Junto ao poço, Jesus ofertou água viva; a mulher, tocada pela verdade, correu à cidade como mensageira (Jo 4:10, 28-30,39-42). Purificação pela verdade produz testemunho ardoroso.
Filipe levou alegria a Samaria, e o Espírito o dirigiu ao eunuco sedento (At 8:5-8,26-40). Canais limpos obedecem prontamente, sem buscar aplausos.
“Deus nos deu o ministério da reconciliação… somos embaixadores em nome de Cristo” (2Co 5:18-20). A mensagem confia-se a corações lavados.
“Foi-me dada toda a autoridade… ide” (Mt 28:18-20). “Recebereis poder… e sereis minhas testemunhas” (At 1:8). Sal da terra e luz do mundo, pés formosos que anunciam a paz (Mt 5:13-16; Is 52:7; Rm 10:15).
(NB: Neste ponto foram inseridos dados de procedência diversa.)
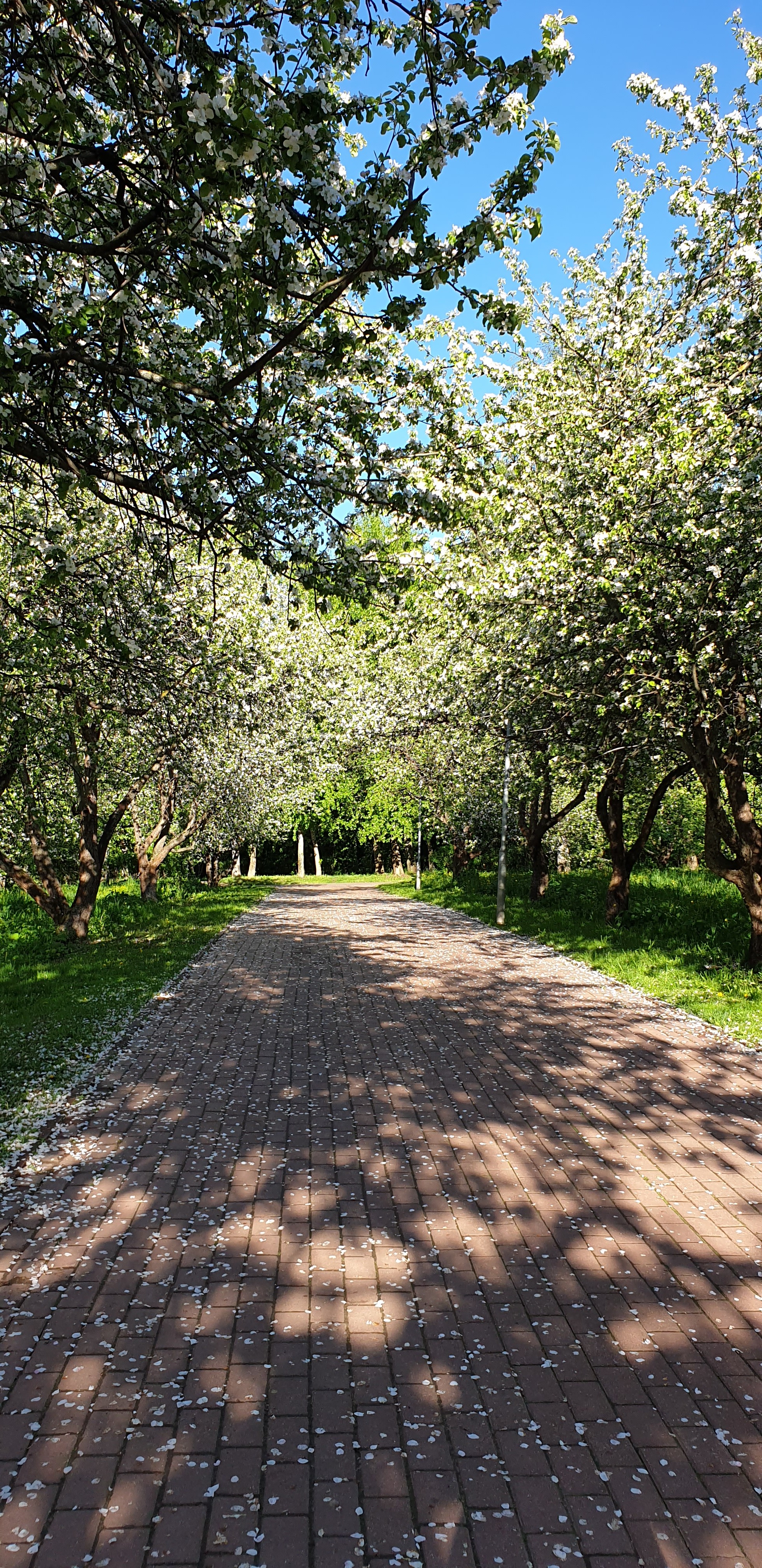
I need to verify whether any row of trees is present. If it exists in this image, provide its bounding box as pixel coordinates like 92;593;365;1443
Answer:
381;20;762;968
0;0;571;938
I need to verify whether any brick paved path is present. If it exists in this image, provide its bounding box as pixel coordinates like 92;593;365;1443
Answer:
0;884;762;1568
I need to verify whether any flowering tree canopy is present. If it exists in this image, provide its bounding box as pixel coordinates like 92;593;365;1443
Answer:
0;0;569;558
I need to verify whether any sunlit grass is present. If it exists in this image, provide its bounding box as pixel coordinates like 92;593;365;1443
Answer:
393;870;762;1044
0;878;273;1157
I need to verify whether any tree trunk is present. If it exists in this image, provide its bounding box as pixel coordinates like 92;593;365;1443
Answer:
309;828;323;877
605;858;630;925
132;767;202;903
453;834;470;881
138;861;158;903
530;839;551;903
596;746;690;925
519;754;588;903
0;740;157;941
596;749;632;925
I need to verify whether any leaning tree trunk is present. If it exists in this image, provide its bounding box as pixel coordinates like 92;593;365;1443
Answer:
596;748;690;925
138;861;158;903
453;834;470;881
309;828;323;877
530;839;551;903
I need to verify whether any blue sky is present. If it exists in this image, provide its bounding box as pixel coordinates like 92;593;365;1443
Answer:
431;0;762;298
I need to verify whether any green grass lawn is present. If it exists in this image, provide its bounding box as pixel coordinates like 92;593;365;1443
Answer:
0;877;273;1159
392;870;762;1044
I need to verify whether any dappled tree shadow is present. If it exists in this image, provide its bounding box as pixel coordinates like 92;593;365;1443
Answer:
0;886;762;1568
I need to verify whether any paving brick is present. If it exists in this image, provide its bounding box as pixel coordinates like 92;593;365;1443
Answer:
0;884;762;1568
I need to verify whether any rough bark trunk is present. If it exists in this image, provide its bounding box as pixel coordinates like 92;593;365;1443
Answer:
138;861;158;903
596;746;688;925
132;767;202;903
519;756;588;903
309;828;323;877
453;834;470;881
0;730;155;941
530;840;551;903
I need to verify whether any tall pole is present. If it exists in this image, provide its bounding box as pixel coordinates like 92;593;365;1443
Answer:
497;720;511;925
416;787;422;892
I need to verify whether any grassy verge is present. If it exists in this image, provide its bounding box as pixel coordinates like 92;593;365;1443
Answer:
0;878;273;1159
390;870;762;1044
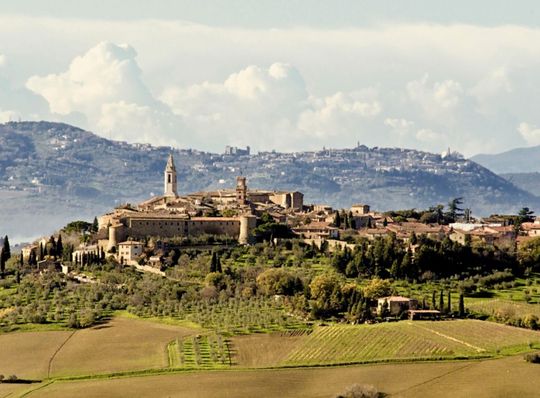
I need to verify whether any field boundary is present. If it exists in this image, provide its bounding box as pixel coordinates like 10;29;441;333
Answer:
416;325;487;352
47;330;77;379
“O que o Senhor requer de ti? Que pratiques a justiça, ames a misericórdia e andes humildemente” (Mq 6:8). Rios limpos refrescam desertos de injustiça com obras e evangelho (Tt 3:4-8).
Conclusão
Purificação precede envio porque Deus procura não apenas mensagens corretas, mas mensageiros consagrados. Pelo sangue de Cristo, nossas consciências são purificadas de obras mortas para servirmos ao Deus vivo (Hb 9:14; 1Pe 1:18-19; Ap 1:5-6). Sem o altar, nossas palavras pesam pouco; com o altar, até o sussurro carrega eternidade.
Essa limpeza é, ao mesmo tempo, ato e caminho. Fomos lavados, santificados e justificados (1Co 6:11), e seguimos aperfeiçoando a santidade no temor de Deus (2Co 7:1). O Pai poda os ramos para que deem mais fruto; já estamos limpos pela palavra de Cristo (Jo 15:2-3; Ef 5:26).
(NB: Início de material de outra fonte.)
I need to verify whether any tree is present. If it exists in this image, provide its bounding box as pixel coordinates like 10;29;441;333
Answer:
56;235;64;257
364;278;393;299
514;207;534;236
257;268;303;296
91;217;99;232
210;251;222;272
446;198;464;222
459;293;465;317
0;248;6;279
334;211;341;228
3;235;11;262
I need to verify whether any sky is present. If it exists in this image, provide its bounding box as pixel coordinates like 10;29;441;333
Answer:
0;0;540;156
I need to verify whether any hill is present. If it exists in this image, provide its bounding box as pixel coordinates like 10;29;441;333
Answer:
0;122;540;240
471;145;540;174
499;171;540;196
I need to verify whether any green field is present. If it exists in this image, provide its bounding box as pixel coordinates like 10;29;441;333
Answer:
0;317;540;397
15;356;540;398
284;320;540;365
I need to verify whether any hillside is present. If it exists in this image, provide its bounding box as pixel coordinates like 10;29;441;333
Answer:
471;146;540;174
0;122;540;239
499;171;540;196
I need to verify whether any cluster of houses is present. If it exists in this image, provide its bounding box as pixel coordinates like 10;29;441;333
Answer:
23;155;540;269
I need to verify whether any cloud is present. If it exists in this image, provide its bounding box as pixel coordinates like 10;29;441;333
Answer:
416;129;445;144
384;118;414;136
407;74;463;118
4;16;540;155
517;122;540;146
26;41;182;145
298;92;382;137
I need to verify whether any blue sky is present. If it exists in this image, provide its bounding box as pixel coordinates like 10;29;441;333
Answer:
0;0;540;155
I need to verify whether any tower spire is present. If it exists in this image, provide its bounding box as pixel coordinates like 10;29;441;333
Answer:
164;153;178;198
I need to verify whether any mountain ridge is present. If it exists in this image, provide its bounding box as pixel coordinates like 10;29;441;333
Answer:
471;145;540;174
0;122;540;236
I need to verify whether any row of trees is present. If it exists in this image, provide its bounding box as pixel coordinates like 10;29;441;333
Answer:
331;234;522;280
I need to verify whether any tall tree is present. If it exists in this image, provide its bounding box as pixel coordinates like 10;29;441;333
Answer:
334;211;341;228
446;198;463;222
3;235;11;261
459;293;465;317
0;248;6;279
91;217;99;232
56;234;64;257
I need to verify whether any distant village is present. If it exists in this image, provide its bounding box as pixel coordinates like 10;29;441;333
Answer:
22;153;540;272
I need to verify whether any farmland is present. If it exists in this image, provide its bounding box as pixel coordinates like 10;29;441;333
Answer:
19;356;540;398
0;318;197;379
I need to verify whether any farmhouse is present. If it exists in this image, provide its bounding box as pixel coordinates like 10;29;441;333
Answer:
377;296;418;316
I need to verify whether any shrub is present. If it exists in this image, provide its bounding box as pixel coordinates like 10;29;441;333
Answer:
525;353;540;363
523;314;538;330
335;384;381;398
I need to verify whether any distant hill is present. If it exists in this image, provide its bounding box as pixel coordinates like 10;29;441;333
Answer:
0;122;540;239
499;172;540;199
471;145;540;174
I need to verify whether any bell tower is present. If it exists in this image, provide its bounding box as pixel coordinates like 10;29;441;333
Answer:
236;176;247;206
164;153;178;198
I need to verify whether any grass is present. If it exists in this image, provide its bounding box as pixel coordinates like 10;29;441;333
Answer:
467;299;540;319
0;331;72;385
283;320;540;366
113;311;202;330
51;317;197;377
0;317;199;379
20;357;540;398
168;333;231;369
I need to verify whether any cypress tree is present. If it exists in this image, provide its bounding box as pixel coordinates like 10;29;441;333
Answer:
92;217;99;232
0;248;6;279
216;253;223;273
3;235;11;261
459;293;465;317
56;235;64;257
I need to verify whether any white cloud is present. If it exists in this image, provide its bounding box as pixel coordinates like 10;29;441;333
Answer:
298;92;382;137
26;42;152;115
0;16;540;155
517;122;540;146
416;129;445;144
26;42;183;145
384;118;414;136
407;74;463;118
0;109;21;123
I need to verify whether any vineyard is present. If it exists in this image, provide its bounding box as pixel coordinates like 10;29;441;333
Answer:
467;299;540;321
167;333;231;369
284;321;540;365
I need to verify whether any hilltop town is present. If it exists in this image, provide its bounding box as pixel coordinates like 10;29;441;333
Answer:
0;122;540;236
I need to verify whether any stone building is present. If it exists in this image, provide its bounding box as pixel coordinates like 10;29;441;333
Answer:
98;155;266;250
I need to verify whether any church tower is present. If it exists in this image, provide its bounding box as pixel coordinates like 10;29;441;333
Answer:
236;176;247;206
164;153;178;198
Assim, aproximemo-nos do trono da graça, confessando e recebendo misericórdia (Hb 4:16; Pv 28:13). Aquele que começou boa obra em nós a completará até o dia de Cristo (Fp 1:6), habilitando-nos em toda boa obra para fazermos a Sua vontade (Hb 13:20-21; Fp 2:13).
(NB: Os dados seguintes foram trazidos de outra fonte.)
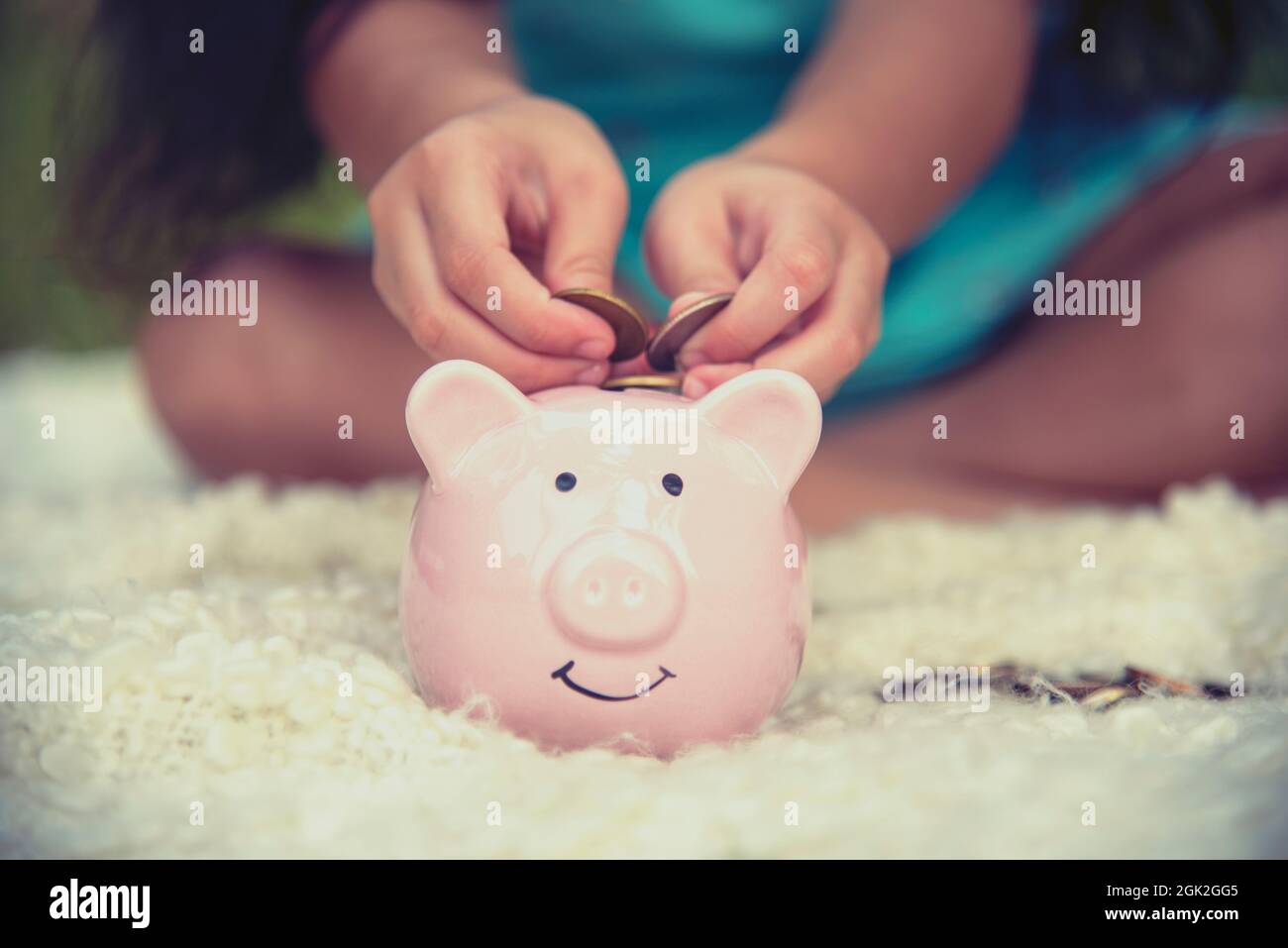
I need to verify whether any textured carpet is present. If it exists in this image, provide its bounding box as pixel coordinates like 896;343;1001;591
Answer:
0;356;1288;857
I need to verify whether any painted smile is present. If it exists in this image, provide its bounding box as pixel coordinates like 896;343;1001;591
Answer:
550;662;675;700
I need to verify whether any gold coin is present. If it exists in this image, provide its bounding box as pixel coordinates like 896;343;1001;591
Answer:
554;287;648;362
599;374;684;395
648;292;733;372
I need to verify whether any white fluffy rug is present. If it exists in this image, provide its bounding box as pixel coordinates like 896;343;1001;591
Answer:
0;356;1288;857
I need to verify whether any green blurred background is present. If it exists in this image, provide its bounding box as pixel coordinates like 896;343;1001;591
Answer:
0;0;362;351
0;0;1288;351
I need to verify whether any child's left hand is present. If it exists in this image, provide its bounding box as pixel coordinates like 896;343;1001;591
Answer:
644;155;890;399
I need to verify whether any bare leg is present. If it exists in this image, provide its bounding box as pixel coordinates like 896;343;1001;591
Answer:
139;245;429;480
794;129;1288;531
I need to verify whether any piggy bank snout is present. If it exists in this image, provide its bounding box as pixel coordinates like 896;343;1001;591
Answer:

Quando a brasa viva toca o coração, o “Eis-me aqui” deixa de ser presunção e torna-se adoração em movimento. Purificados, ouvimos. Iluminados, falamos. Enviados, fluímos como rios de vida em terras sedentas, para glória do Cordeiro.
Victory Cry: Eis-nos aqui, envia-nos, ó Senhor!